If the socket is not held by user, the MTU is reduced immediately using tcp_v4_mtu_reduced(). However, if the TCP socket is held by user, the TCP small queue flag TCP_MTU_REDUCED_DEFERRED will be set. Once the socket is released by user, tcp_release_cb() is called to process the queue, and tcp_v4_mtu_reduced() is invoked.

You can find more details here:

tcp_output.c

So after the ICMP packet has been handled, the route MTU will be changed to 1480 and linux kernel will keep this MTU cache for 600s.

ip route get 10.0.0.2

10.0.0.2 via 10.x.x.x dev eth0 src 10.0.0.1 uid 0 
    cache 421

net.ipv4.route.mtu_expires = 600
net.ipv6.route.mtu_expires = 600

Question 2: Why are there multiple ICMP Destination Unreachable (FRAG NEEDED) packets with the source IP equal to the destination IP?

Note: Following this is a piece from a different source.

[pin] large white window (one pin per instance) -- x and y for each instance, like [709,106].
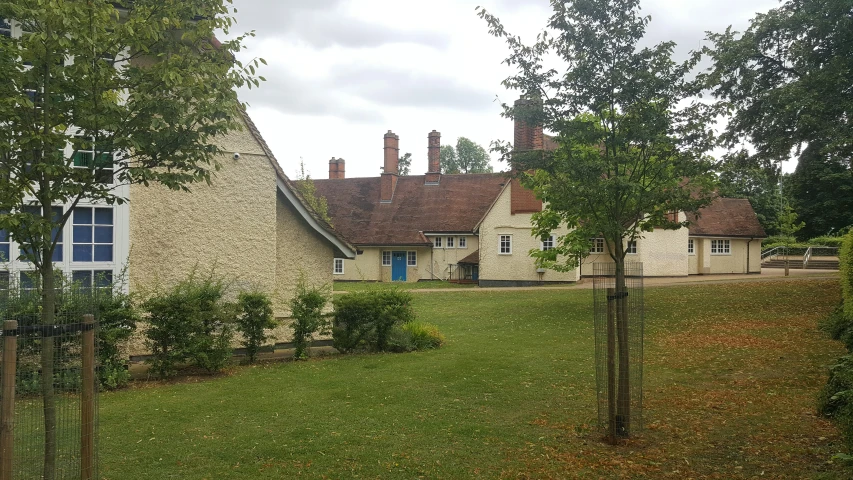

Let’s trace the kernel stack of the function icmp_send(skb, ICMP_DEST_UNREACH, ICMP_FRAG_NEEDED, htonl(mtu)). The icmp_send() function in the Linux kernel is responsible for sending this ICMP packet. By tracing it, we can understand how this is triggered:

        __icmp_send
        __ip_finish_output
        ip_finish_output
        ip_output
        ip_local_out
        __ip_queue_xmit
        ip_queue_xmit
        __tcp_transmit_skb
        tcp_write_xmit
        __tcp_push_pending_frames
        tcp_push
        tcp_sendmsg_locked
        tcp_sendmsg
        inet_sendmsg
        sock_sendmsg
        sock_write_iter
        do_iter_readv_writev
        do_iter_write
        vfs_writev
        do_writev
        __x64_sys_writev
        do_syscall_64
        entry_SYSCALL_64_after_hwframe

From the call stack, we can see that it checks the route MTU and attempts to perform IP fragmentation. If the DF (Don’t Fragment) bit is set in the IP header, the kernel will send an ICMP packet with type 3 (ICMP_DEST_UNREACH) and code 4 (ICMP_FRAG_NEEDED).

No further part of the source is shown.